Alternatively, you can run tools individually. Note that most tools require a fragment BED file (`.bed.gz`) produced by the `extract` command.

```bash
# 1. Extract fragments (BAM -> BED.gz)
krewlyzer extract sample.bam -g hg19.fa -o output_dir

# 2. Run feature tools using the BED file
krewlyzer fsc output_dir/sample.bed.gz --output fsc_out.txt
# ... (wps, fsd, ocf, etc.)

# 3. Motif analysis (Independent of BED, uses BAM directly)
krewlyzer motif sample.bam -g hg19.fa -o output_dir 
```

---

## Feature Details & Usage

### Motif-based Feature Extraction
**Purpose:** Extracts end motif, breakpoint motif, and Motif Diversity Score (MDS) from sequencing fragments.

**Biological context:** Motif analysis of cfDNA fragment ends can reveal tissue-of-origin, nucleosome positioning, and mutational processes. MDS quantifies motif diversity, which may be altered in cancer.

**Usage:**
```bash
krewlyzer motif path/to/input.bam -g path/to/reference.fa -o path/to/output_dir \
    --minlen 65 --maxlen 400 -k 3 --verbose
```
- Output: EDM, BPM, and MDS subfolders in output directory.
- Rich logging and progress bars for user-friendly feedback.

### Fragment Size Coverage (FSC)
**Purpose:** Computes z-scored coverage of cfDNA fragments in different size ranges, per genomic bin (default: 100kb), with GC correction.

**Biological context:** cfDNA fragment size profiles are informative for cancer detection and tissue-of-origin.
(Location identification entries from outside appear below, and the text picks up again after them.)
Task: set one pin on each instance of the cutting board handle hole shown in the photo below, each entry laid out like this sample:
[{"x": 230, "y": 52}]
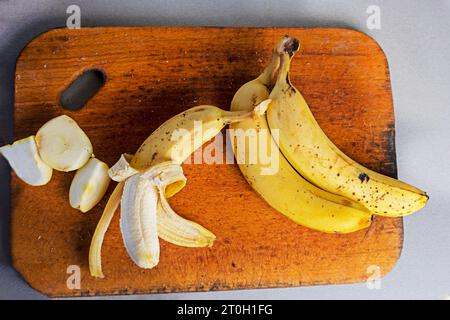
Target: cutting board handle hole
[{"x": 82, "y": 89}]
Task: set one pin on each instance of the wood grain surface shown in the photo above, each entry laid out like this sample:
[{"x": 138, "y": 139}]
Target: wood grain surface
[{"x": 153, "y": 73}]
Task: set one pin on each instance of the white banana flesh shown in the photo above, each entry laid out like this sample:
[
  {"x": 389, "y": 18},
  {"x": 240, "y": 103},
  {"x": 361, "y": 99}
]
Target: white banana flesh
[
  {"x": 158, "y": 150},
  {"x": 24, "y": 159},
  {"x": 63, "y": 145},
  {"x": 89, "y": 185},
  {"x": 138, "y": 221}
]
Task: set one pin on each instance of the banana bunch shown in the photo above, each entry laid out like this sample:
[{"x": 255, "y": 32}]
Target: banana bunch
[
  {"x": 286, "y": 190},
  {"x": 316, "y": 184},
  {"x": 313, "y": 155},
  {"x": 151, "y": 176}
]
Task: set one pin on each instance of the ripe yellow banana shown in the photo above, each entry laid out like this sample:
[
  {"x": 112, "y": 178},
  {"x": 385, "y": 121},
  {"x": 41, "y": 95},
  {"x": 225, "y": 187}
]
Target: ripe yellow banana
[
  {"x": 285, "y": 190},
  {"x": 315, "y": 157},
  {"x": 155, "y": 174}
]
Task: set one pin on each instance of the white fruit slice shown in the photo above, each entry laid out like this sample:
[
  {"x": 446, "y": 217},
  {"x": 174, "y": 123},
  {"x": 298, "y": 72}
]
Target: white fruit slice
[
  {"x": 63, "y": 145},
  {"x": 89, "y": 185},
  {"x": 24, "y": 159}
]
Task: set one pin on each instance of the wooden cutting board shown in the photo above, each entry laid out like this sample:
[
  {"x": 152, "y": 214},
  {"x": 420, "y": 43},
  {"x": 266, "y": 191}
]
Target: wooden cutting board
[{"x": 153, "y": 73}]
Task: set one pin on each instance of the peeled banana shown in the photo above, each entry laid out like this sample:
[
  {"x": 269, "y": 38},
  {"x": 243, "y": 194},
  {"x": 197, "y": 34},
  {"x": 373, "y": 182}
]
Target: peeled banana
[
  {"x": 285, "y": 190},
  {"x": 315, "y": 157}
]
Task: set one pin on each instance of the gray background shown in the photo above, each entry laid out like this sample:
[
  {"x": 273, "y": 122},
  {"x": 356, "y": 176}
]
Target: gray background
[{"x": 415, "y": 38}]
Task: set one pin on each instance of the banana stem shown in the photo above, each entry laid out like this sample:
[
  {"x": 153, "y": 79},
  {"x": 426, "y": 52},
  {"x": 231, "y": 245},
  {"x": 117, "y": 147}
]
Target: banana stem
[{"x": 287, "y": 49}]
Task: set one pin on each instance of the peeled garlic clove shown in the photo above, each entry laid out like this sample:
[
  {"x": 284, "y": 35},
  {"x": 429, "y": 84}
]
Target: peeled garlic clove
[
  {"x": 89, "y": 185},
  {"x": 138, "y": 221},
  {"x": 63, "y": 145},
  {"x": 24, "y": 159}
]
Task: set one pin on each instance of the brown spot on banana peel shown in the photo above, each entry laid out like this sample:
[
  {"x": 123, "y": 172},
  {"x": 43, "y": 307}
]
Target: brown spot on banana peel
[
  {"x": 363, "y": 177},
  {"x": 291, "y": 46}
]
FSC quantifies the coverage of short (65-150bp), intermediate (151-260bp), long (261-400bp), and total (65-400bp) fragments, normalized to genome-wide means.

**Usage:**
```bash
krewlyzer fsc motif_out --output fsc_out [options]
```
- Input: `.bed.gz` files from `motif` command
- Output: One `.FSC` file per sample
- Options:
  - `--bin-input`, `-b`: Bin file (default: `data/ChormosomeBins/hg19_window_100kb.bed`)
  - `--windows`, `-w`: Window size (default: 100000)
  - `--continue-n`, `-c`: Super-bin size (default: 50)
  - `--threads`, `-t`: Number of processes

### Fragment Size Ratio (FSR)
**Purpose:** Calculates the ratio of ultra-short/short/intermediate/long fragments per bin.
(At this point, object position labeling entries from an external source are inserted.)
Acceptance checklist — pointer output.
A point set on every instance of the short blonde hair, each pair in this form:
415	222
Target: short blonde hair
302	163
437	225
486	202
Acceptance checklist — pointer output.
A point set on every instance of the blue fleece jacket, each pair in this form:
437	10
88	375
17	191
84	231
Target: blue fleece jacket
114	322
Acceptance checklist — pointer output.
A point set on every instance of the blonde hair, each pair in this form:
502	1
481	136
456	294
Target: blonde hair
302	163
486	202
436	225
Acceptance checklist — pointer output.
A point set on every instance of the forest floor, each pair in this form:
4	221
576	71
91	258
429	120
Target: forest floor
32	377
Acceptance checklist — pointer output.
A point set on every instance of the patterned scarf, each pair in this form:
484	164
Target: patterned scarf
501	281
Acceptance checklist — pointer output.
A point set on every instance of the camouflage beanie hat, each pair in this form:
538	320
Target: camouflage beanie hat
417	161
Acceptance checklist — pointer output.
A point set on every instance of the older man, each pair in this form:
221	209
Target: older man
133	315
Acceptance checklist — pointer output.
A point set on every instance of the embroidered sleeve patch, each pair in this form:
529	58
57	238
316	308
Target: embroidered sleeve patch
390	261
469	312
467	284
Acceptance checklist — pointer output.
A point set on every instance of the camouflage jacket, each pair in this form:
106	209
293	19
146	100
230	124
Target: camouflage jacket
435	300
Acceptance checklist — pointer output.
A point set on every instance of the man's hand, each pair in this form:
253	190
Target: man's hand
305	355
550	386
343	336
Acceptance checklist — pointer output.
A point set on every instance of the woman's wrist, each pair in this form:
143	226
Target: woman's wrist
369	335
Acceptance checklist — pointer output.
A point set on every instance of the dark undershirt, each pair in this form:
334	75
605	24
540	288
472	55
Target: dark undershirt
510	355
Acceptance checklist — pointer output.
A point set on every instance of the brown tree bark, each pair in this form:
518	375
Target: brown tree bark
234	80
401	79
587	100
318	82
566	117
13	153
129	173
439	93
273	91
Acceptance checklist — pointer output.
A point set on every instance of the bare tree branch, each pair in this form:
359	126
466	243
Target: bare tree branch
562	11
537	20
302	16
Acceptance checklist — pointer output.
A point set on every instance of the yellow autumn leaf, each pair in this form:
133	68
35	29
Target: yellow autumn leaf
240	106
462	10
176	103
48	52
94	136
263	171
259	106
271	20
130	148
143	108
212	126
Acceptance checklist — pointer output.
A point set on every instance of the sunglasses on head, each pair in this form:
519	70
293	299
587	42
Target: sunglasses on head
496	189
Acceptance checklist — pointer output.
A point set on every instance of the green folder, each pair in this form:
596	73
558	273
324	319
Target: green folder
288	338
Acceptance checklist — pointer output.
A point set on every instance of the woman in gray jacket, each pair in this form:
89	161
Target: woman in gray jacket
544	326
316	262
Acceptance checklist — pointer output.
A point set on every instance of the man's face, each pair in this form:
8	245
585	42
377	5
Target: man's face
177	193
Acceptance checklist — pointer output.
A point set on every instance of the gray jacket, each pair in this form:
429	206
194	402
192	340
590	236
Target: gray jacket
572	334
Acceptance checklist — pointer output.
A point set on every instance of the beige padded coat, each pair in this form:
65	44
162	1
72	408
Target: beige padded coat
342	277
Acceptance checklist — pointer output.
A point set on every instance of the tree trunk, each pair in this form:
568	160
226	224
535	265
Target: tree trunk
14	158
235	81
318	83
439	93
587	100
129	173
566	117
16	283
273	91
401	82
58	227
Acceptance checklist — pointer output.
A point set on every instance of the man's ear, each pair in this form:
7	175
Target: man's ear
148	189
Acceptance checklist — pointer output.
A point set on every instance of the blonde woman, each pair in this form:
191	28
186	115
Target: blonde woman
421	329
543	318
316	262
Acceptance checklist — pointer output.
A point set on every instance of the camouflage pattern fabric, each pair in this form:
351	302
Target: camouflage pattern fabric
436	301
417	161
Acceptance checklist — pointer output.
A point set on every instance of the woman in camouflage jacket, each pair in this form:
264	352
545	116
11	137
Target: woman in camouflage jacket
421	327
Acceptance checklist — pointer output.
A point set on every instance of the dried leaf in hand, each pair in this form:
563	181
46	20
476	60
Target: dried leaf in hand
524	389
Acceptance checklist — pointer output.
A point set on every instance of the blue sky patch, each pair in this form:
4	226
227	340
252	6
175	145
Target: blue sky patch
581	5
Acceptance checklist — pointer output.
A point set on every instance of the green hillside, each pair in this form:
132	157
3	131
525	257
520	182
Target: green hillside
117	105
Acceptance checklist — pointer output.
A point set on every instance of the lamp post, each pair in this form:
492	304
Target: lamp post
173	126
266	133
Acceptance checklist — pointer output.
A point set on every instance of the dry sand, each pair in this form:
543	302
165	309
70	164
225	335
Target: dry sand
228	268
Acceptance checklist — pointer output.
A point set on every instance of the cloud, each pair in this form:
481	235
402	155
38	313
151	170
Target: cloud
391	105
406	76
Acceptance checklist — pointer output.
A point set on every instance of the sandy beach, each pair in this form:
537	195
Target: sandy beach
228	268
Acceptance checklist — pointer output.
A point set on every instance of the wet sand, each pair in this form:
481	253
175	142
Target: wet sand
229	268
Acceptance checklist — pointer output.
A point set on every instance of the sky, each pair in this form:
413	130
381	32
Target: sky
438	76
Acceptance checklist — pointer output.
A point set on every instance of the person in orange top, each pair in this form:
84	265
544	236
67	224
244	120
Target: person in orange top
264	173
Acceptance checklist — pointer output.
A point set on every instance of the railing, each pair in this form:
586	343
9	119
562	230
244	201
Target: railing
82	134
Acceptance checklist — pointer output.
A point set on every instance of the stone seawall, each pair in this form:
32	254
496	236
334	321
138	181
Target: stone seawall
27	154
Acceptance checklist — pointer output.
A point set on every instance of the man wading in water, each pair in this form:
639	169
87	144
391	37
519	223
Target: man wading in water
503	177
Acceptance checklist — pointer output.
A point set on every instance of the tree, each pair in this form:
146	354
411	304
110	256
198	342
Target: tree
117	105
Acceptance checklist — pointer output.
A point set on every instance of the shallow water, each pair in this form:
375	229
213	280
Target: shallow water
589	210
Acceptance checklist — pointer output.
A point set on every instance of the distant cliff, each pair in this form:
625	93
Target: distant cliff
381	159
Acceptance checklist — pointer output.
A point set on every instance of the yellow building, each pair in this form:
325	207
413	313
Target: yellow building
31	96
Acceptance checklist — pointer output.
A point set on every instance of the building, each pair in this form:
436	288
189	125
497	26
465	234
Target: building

**Biological context:** The DELFI method (Mouliere et al., 2018) showed that cfDNA fragment size ratios are highly informative for cancer detection. Krewlyzer uses ultra-short (65-100bp), short (65-150bp), intermediate (151-260bp), and long (261-400bp) bins. The ultra-short bin is a highly specific marker for ctDNA.

**Usage:**
```bash
krewlyzer fsr motif_out --output fsr_out [options]
```
- Input: `.bed.gz` files from `motif` command
- Output: One `.FSR` file per sample
- Options: Same as FSC

### Fragment Size Distribution (FSD)
**Purpose:** Computes high-resolution (5bp bins) fragment length distributions per chromosome arm.
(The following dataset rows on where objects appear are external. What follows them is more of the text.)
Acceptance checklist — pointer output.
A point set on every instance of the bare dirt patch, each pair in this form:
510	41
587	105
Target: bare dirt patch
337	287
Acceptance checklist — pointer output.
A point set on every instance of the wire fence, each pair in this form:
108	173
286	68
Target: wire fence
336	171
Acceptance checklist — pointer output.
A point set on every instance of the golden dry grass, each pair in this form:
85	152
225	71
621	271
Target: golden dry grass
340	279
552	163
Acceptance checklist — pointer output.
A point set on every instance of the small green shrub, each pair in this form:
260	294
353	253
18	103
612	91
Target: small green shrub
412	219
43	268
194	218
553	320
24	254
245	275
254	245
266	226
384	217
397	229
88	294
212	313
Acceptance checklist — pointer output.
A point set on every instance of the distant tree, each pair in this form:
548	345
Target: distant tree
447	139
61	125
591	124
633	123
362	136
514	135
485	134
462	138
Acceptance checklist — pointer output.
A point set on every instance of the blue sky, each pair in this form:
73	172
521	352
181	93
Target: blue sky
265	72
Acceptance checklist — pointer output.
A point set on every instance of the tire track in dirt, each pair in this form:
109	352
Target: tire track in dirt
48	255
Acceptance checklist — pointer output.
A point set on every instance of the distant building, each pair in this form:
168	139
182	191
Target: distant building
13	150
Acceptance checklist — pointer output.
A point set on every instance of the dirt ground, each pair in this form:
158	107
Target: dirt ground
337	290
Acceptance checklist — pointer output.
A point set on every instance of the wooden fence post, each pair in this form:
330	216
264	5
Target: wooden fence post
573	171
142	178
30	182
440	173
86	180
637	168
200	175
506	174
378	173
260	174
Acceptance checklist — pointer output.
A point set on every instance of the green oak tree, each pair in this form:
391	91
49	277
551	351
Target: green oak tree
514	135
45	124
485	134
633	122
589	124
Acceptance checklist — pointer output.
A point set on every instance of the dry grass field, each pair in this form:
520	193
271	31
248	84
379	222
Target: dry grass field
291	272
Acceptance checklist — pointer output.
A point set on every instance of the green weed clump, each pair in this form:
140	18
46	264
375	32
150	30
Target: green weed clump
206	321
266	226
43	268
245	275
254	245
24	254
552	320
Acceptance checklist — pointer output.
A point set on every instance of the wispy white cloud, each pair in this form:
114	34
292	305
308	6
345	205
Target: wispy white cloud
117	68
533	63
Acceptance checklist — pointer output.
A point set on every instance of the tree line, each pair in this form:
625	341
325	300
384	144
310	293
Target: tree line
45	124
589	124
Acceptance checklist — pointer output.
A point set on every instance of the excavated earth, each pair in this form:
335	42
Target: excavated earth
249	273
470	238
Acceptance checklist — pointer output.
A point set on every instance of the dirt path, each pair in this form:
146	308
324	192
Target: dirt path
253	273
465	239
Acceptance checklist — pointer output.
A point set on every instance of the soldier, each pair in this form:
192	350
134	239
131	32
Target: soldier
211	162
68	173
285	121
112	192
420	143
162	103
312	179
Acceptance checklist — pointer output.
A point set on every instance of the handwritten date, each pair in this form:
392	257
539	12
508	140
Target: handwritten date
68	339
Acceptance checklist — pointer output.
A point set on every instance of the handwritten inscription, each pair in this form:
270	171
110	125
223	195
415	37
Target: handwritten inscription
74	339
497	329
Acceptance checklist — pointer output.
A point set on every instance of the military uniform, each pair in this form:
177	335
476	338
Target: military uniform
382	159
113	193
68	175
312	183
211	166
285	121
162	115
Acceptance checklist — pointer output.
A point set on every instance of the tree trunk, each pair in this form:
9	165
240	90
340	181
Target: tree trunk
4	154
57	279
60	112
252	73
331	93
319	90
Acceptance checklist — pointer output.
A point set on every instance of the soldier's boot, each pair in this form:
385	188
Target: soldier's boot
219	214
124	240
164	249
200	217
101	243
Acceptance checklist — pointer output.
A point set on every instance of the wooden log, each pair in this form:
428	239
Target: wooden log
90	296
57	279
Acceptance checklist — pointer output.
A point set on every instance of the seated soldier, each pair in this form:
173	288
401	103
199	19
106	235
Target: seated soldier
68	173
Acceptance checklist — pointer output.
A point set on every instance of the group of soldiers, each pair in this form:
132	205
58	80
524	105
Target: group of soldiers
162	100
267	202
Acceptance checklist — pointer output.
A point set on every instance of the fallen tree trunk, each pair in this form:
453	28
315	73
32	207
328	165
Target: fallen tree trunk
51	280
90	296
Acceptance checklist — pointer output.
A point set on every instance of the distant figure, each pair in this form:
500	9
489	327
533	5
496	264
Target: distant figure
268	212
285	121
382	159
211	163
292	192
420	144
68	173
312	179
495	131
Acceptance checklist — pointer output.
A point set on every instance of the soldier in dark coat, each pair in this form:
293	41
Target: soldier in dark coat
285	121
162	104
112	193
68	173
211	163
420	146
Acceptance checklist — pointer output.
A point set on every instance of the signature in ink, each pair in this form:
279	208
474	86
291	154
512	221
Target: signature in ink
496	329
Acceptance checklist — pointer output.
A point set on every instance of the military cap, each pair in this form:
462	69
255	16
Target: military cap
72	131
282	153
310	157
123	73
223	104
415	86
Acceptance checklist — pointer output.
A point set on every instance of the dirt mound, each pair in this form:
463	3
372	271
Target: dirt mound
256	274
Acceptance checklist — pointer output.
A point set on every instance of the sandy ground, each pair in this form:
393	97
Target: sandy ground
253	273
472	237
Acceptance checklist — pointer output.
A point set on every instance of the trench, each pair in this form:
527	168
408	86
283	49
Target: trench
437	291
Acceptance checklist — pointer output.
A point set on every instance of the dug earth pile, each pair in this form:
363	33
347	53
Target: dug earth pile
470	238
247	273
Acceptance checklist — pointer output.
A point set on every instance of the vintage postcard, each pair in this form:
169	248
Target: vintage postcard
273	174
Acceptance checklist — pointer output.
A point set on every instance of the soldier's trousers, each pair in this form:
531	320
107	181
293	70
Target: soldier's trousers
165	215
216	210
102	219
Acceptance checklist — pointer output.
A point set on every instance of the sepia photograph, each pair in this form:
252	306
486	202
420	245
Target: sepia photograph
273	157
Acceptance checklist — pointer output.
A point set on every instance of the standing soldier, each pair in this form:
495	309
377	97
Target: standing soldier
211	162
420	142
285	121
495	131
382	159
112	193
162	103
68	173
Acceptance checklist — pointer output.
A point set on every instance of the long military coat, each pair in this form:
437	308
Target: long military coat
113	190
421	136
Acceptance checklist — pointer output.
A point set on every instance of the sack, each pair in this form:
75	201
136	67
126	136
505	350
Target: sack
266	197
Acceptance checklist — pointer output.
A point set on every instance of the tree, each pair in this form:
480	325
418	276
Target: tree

**Biological context:** cfDNA fragmentation patterns at chromosome arms can reflect nucleosome positioning, chromatin accessibility, and cancer-specific fragmentation signatures.

**Usage:**
```bash
krewlyzer fsd motif_out --arms-file krewlyzer/data/ChormosomeArms/hg19_arms.bed --output fsd_out [options]
```
- Input: `.bed.gz` files from `motif` command
- Output: One `.FSD` file per sample
- Options:
  - `--arms-file`, `-a`: Chromosome arms BED (required)
  - `--threads`, `-t`: Number of processes

### Windowed Protection Score (WPS)
**Purpose:** Computes nucleosome protection scores (WPS) for each region in a transcript/region file.

**Biological context:** The WPS (Snyder et al., 2016) quantifies nucleosome occupancy and chromatin accessibility by comparing fragments spanning a window to those ending within it. High WPS indicates nucleosome protection; low WPS, open chromatin.

**Usage:**
```bash
krewlyzer wps motif_out --output wps_out [options]
```
- Input: `.bed.gz` files from `motif` command
- Output: `.WPS.tsv.gz` per region/sample
- Options:
  - `--tsv-input`: Transcript region file (default: `data/TranscriptAnno/transcriptAnno-hg19-1kb.tsv`)
  - `--wpstype`: WPS type (`L` for long [default], `S` for short)
  - `--threads`, `-t`: Number of processes

### Orientation-aware Fragmentation (OCF)
**Purpose:** Computes orientation-aware cfDNA fragmentation (OCF) values in tissue-specific open chromatin regions.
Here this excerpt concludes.